The Tibetan civilization started as a kingdom and eventually had a theocracy in place, the latter functioning smoothly because of the Tibetan’s strong adherence to Buddhism. This form of theocratic state was broken and seeds of democracy were sown when Tibetans had to flee the Chinese invasion eventually along with the Dalai Lama, thousands of Tibetans sought refuge in India, in 1959, reported Tibet Press.
This chaotic time where Tibetans now did not have a country of their own for the first time in its history took this opportunity to embrace democracy.
It was on 2nd September 1960 after much deliberation that Tibetans who were able to escape the clutches of Communist China voted for specific individuals as representatives who took their oath from the Dalai Lama at Bodh Gaya that very day. This became the first legislative body of the central Tibetan governing body and laid the strong foundation of democracy.
With time the Charter of the Tibetan Government-in-Exile (TGiE) was formulated thereby indicating how democracy now was gradually seeping into the consciousness of Tibetans. This charter which is titled the ‘Charter of the Tibetans-in-Exile’ represents a veiled Constitution of TGiE, which is not a formally recognized constitution because Tibetans are currently occupied by China, reported Tibet Press.

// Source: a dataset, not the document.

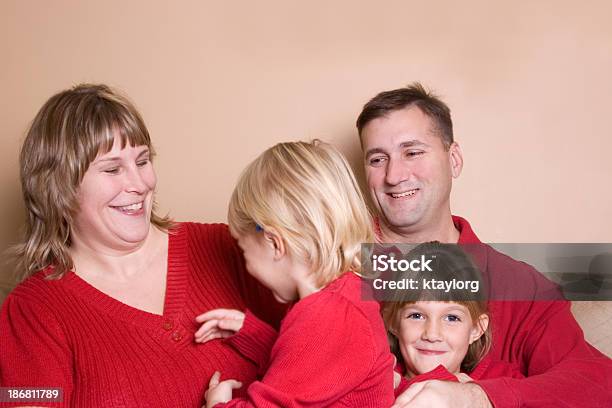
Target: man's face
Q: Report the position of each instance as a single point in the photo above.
(409, 172)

It was in 2001, that the executive branch of the TGiE known as Kashag (cabinet) whose head, the Kalon Tripa (leader of ministers) for the first time was directly elected by the Tibetans in exile and hence saw the highest political body being elected by the masses for the first time in Tibetan history. This development saw the roots of democracy in Tibet breaking the soil and ushering in a new era.
The gradual flow of democracy all culminated in 2011 when the Dalai Lama formally devolved his political/temporal power and completely rested the mantle of political leadership to the popularly elected KalonTripa (now known as Sikyong) by the Tibetan masses. This saw a six-century-old religious entity headed by the Dalai Lamas dissolving his political power to allow the flourishing of democracy in the Tibetan community, which escaped the direct governance from Beijing.